Storing and Reheating Cheesesteak Pizza
Keep leftover pizza in the refrigerator for up to 5 days.
When reheating to keep the crust crispy, it’s best to use the oven or air fryer. Cook at 400 degrees until it’s warmed through. For a chewy crust, bake at 350 degrees.
Microwaving is the fastest reheating method, but as you know, the crispiness just isn’t there so we don’t recommend it.
If you would like to freeze it, it’s best without the veggies. They get a little mushy during the thawing process.Print
Never choose between your two favorite foods again! This philly cheesesteak pizza recipe combines traditional flavors on a crispy golden crust, with a creamy sauce that will have your mouth watering!
For the creamy sauce:
1 tablespoon butter
2 cloves garlic, finely minced
1 tablespoon flour
1/4 cup cold milk
1/4 cup chicken stock
1/8 teaspoon crushed red pepper flakes
1/8 teaspoon salt
pinch of ground black pepper
pinch of ground nutmeg
¼ cup parmesan cheese
For the pizza:
6 oz. ribeye steak
2 tablespoons olive oil, divided
1 tablespoon Worcestershire sauce
1 onion, thinly sliced
1 green pepper, thinly sliced
1 cup mushrooms, thinly sliced
prepared pizza dough
1 cup shredded mozzarella cheese
1 cup shredded provolone cheese
- Add butter to small skillet over medium heat. Add garlic and cook for 30 seconds. Add flour and cook for about 1 minute, or until bubbly.
- Slowly whisk in milk and chicken stock and cook until thickened. Add crushed red pepper, salt, pepper, nutmeg, and parmesan cheese, stirring to combine. Remove from heat and set aside.
- Place steak in the freezer on a sheet pan for about 10 minutes so it gets very cold but not frozen through. Trim off any large pieces of fat normally around the edges of the steak, but some veins of fat in the middle of the steak are good.
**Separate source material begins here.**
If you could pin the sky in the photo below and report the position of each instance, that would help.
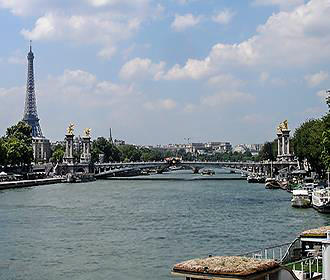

Slice the steak as thin as possible with a sharp knife.
- Place pizza stone in oven and preheat to 500 degrees F.
- Heat 1 tablespoon of olive oil in a large skillet over medium-high heat. Season steak with Worcestershire sauce, salt, and pepper. Cook for 2-3 minutes, stirring occasionally. Remove from pan and set aside.
If using prepared pizza dough that has been refrigerated, remove from the fridge, and allow to rest for 1-2 hours before rolling out and using.